3. ORS 657.176 was amended in 2009. Or Laws 2009, ch 115, § 3. Among other things, the legislature eliminated the requirement previously found in subsection (12)(c) that the claimant pursued “reasonable available alternatives to leaving work” to be eligible for benefits. Because claimant filed her claim before the amendment took effect, the 2009 version of the statute does not apply. See Or Laws 2009, ch 115, § 10.
4. OAR 471-030-0150 was also amended in 2009 to eliminate the definition of “reasonable available alternatives.” That amendment does not affect our decision.
5. Claimant also argues that the board misconstrued the term “reasonable available alternatives” as defined in OAR 471-030-0150(5) (2008).
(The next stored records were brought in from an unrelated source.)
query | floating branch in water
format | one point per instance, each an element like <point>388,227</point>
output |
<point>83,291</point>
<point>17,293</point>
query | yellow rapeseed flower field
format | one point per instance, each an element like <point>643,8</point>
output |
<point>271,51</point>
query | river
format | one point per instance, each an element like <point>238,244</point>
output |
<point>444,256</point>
She asserts that the rule requires an assessment of the claimant's subjective view of what constitutes the best guarantee of safety, and she contends that the board substituted its own view of what would be the best alternative for claimant. We conclude that board did not misconstrue the rule. Although we agree with claimant that OAR 471-030-0150(5) (2008) requires an assessment of the claimant's subjective beliefs, that is what the board did here: It found that claimant perceived pursuing a permanent SPO as the best guarantee of her safety.
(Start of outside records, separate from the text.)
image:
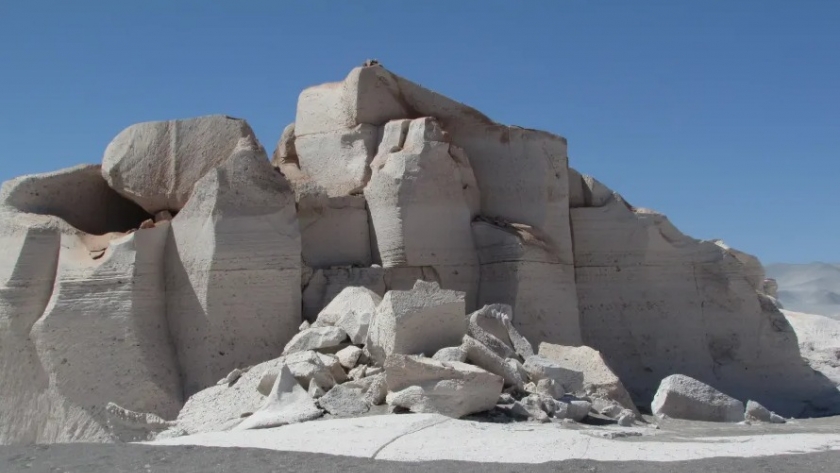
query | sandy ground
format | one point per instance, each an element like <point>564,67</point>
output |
<point>431,443</point>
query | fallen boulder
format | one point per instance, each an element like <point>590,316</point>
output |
<point>288,403</point>
<point>157,164</point>
<point>755,412</point>
<point>453,389</point>
<point>421,320</point>
<point>682,397</point>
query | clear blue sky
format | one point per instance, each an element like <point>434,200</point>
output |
<point>723,114</point>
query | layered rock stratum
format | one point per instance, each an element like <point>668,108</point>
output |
<point>179,284</point>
6. See, e.g., State v. Toevs, 327 Or 525, 535, 964 P.2d 1007 (1998) (whether a person's belief that he or she is not free to leave during an encounter with the police is reasonable is a question of law); Roop v. Parker Northwest Paving Co., 194 Or.App. 219, 239, 94 P3d 885 (2004), rev den, 338 Or 374 (2005) (in a claim for wrongful initiation of civil proceedings, whether the defendant had a reasonable basis to believe that the underlying claim was valid is a question of law); State v. Pollock, 189 Or.App. 38, 41-42, 73 P3d 297 (2003), aff'd, 337 Or 618, 102 P3d 684 (2004) (in determining whether a police officer had probable cause to arrest a person, whether the officer's belief that it was more likely than not that a crime occurred is reasonable is a question of law). But see Neighbors v. Blake, 167 Or.App. 343, 346-47, 3 P3d 172 (2000) (whether a delay in paying a workers' compensation claim was reasonable is a question of fact); Cunningham v. Happy Palace, Inc., 157 Or.App. 334, 337, 970 P.2d 669 (1998), rev den, 328 Or 365 (1999) (in tort actions, whether an injury is reasonably foreseeable generally is an issue of fact); State v. Hansen, 3 Or.App. 378, 384, 474 P.2d 17 (1970) (when a criminal defendant asserts self-defense, the reasonableness of the defendant's belief that an unlawful use of physical force against him or her was imminent is a question for the jury).